What could have been a race to forget turned into one of the drives of the season. Neil Harris staretd from Pole Position for Racing Labs, but then endured a front wing loss, a pit stop, and a long climb through the field to stand on the podium at the end of Round 2 in Jeddah.
A Lights-Out Start From Pole
Harris converted his pole position well at the start, slotting into the lead as the field streamed through the opening corners of the Jeddah street circuit. Starting from P3 was Coconut Racing's Muhammad Zihni, who was quick off the line and immediately applied pressure, the two drivers trading positions in the opening laps of the race, in what proved to be one of the early highlights of the race.

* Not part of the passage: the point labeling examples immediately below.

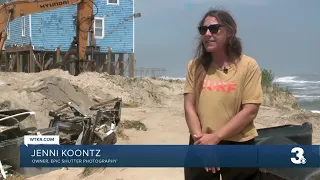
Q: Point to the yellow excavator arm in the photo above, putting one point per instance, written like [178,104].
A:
[18,8]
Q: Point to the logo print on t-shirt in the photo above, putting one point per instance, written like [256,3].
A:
[219,86]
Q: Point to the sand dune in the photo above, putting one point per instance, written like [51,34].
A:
[156,103]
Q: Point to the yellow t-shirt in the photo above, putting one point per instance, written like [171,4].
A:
[223,94]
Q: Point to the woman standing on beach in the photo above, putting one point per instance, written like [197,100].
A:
[222,94]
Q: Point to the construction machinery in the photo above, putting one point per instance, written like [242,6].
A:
[18,8]
[78,128]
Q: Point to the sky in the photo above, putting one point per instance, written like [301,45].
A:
[282,35]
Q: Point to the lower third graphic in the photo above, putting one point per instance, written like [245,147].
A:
[299,158]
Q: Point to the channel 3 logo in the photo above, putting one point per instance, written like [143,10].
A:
[299,158]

The battle between Harris and Zihni was exactly the kind of hard but fair racing that Jeddah tends to produce, with tight walls, fast straights, and no room for error. For several laps, neither driver was willing to give an inch.
The Incident at Turn 22
Four minutes into the race, the complexion of Harris's afternoon changed dramatically. Metadise's Aaron Richard lost control and spun at Turn 22, leaving his car stranded across the circuit at a critical moment. Harris, arriving at pace with nowhere to go, crashed heavily into Aaron's car. The contact instantly destroying his front wing and sending debris skittering across the circuit.

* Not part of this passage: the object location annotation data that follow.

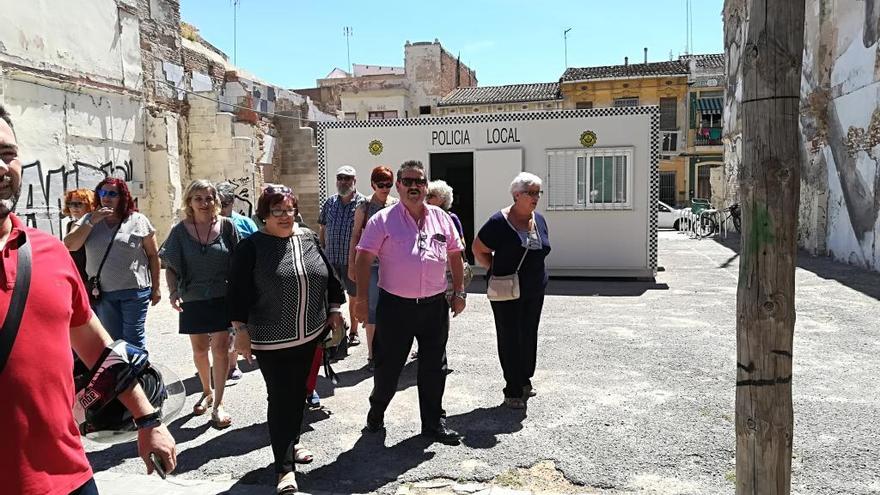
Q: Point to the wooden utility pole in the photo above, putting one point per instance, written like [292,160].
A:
[770,195]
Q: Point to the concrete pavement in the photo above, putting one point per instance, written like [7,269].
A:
[635,395]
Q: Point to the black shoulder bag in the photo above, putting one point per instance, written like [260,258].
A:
[16,302]
[94,283]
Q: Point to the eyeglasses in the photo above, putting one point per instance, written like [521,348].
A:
[409,182]
[277,213]
[277,190]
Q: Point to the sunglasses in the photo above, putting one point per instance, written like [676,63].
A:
[277,190]
[409,182]
[277,213]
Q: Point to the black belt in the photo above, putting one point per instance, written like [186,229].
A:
[418,300]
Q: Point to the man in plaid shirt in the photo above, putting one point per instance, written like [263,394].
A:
[335,225]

Harris had done nothing wrong. He was simply the unlucky driver in the wrong place at the wrong moment. A passenger in someone else's incident, now handed a race to salvage from near-last place.
The Climb Back
Harris limped back to the pits for a front wing replacement, the stop dropping him to the back of the field and seemingly out of contention for anything meaningful. With the race only a few minutes old, a podium finish looked like a distant fantasy.

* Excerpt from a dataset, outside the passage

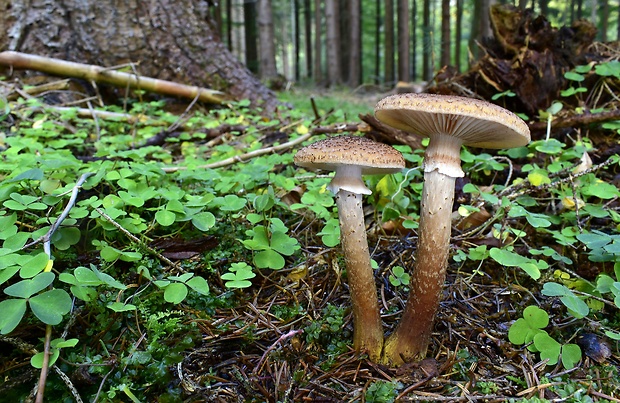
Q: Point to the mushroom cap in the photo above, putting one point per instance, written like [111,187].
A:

But Harris had other ideas. Lap by lap, he worked his way through the field. The Jeddah street circuit offers limited overtaking opportunities, which made each position gained all the more impressive. Harris read the race intelligently, found the gaps when they appeared, and made clean moves where others might have gambled and lost.
By the chequered flag, he had hauled himself all the way back to third place, claiming his first podium of the 2026 season, and one of the most hard-earned P3 finishes the championship has seen this year.
Redemption After Round 1
The result carries extra weight given how Harris's season began. A DNF in Round 1 left him with nothing to show from his opening outing and a deficit to make up from the very first race. Jeddah was a statement: this driver does not fold under pressure.
Harris currently sits 5th in the Drivers' Championship standings, but the trajectory is pointing upward. Back-to-back strong performances, even with the adversity of Round 2 factored in, could suggest a driver who is finding his rhythm at exactly the right time. His first win of the year is not a matter of if, but when.
5th in the standings and climbing. With consistency now on his side and the pace to fight at the front, Neil Harris is firmly in the conversation for championship contention as the season develops.